If you’re using a microcontroller, reference its programming manual since it tends to provide the required latency cycles per mathematical operation.
If you have large numbers, and they’re being divided by an even number, and you don’t mind losing a little bit of precision, you can right-shift as an alternative. This might take one or two cycles … reference the related manual.
For example:
div_by_8 = 23445>>3 # since 2^3 = 8, you shift by 3
>>> 2930
Why are we looking at C information? I don’t see a clear indication for that. The name celsius_list and the usage of a list comprehension to me rather suggest that c is a Python int or float. In which case the C speed of the division is rather irrelevant. I measured and // 8 was indeed ~10% faster than >> 3.
I am falling back on my PID days where we actually wrote the PID loop in assembly. We measured the latency as it both entered and exited the loop by toggling an I/O and monitoring it on an o-scope. Performing right-shifting definitely was shorter by a factor of x than normal division by many cycles (don’t ask I don’t remember the exact value but it was definitely long enough that we collectively employed right-shifts versus normal division in C).
I’m trying to collapse intermediate variable assignments (STORE) rather than ALU ops here.
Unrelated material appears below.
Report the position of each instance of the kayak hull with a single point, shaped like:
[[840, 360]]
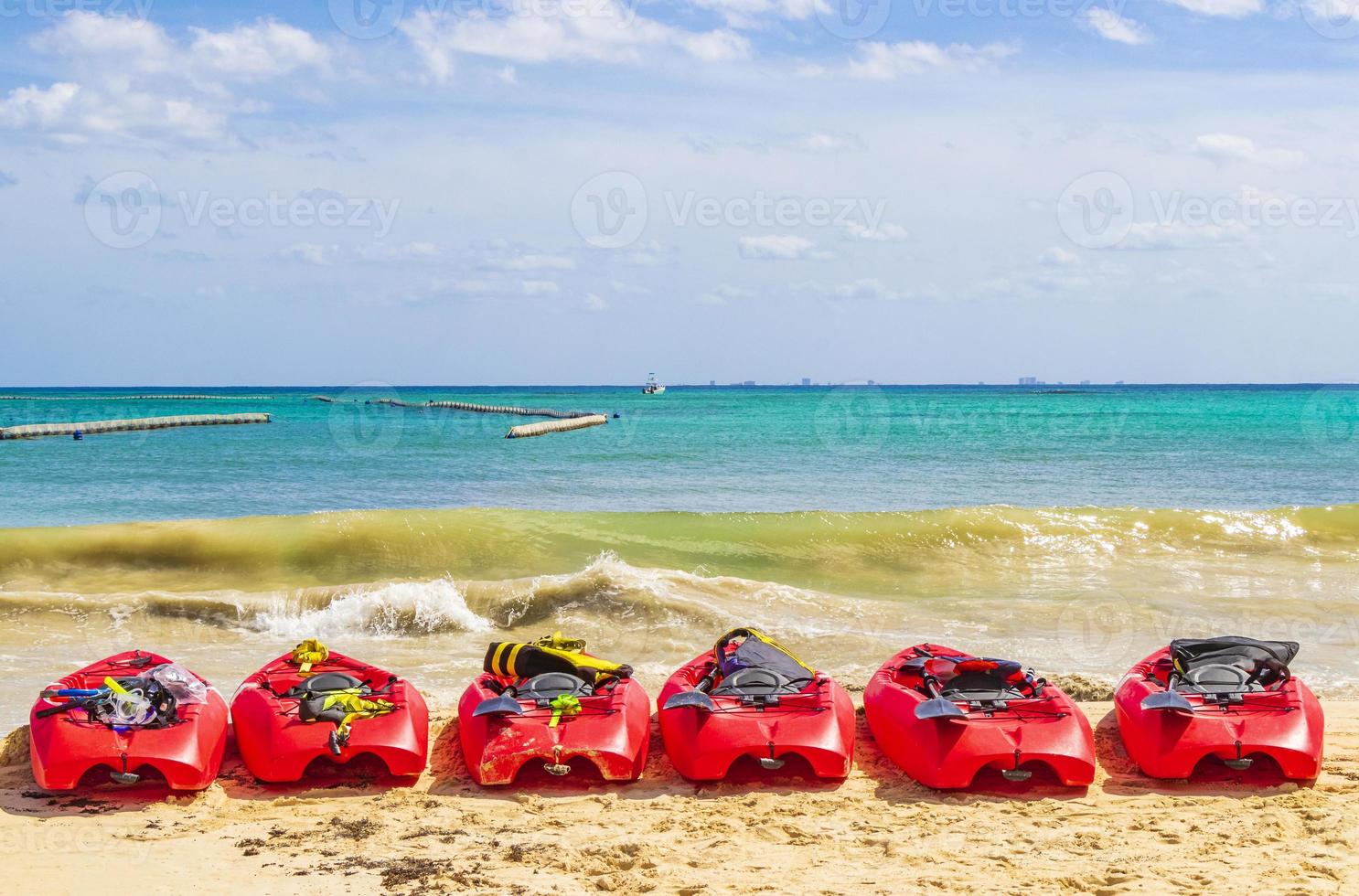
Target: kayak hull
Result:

Is this kind of optimization called function or assignment inlining?
Here’s another pattern:
def a_1(vals1, vals2):
diff = [(v1 - v2) for v1, v2 in zip(vals1, vals2)]
diff_sq = [d**2 for d in diff]
return(sum(diff_sq))
def a_2(vals1, vals2):
return(sum([(x-y)**2 for x,y in zip(vals1, vals2)]))
measuring via tracemalloc:
Peak memory usage of a_1: 66722 Peak memory usage of a_2: 34229
Understand if this is for a microcontroller where they can be in the low kb's of memory. But if this is for a desktop application, which can have many gigs of memory, why? Is this for a microcontroller?
I’m actually working at a lower level - at the Python VM’s bytecode level. Rather than using language features like generator expressions, I’m trying to detect patterns in the bytecode itself and rewrite them into more efficient versions right before they execute.
Think of it more like what PyTorch’s Dynamo or Numba does - actual code transformation at runtime, not just using different Python constructs.
If you observe the bytecode for a_1, you’ll see it has two separate loops, as opposed to a_2, which has one. However, that’s not the pattern I think I want to observe. There’s something else I see here: there is a STORE_FAST followed by LOAD_FAST for the same variable diff. What this tells us is that we’re storing a value (STORE_FAST diff), and the only use of this value is loading it (LOAD_FAST diff) for the next loop. After the second loop, it’s never used again.
Maybe I need to do some kind of a dataflow analysis to see how long these variables “live” in the function stack?
This is my first reaction when reading OP’s code. Replacing square brackets with round ones might be all they need.
def convert_temps1(celsius_list):
# Two separate steps with intermediate lists
doubled = (c * 9/5 for c in celsius_list)
fahrenheit = (d + 32 for d in doubled)
return fahrenheit # Use list(fahrenheit) if you need a list returned.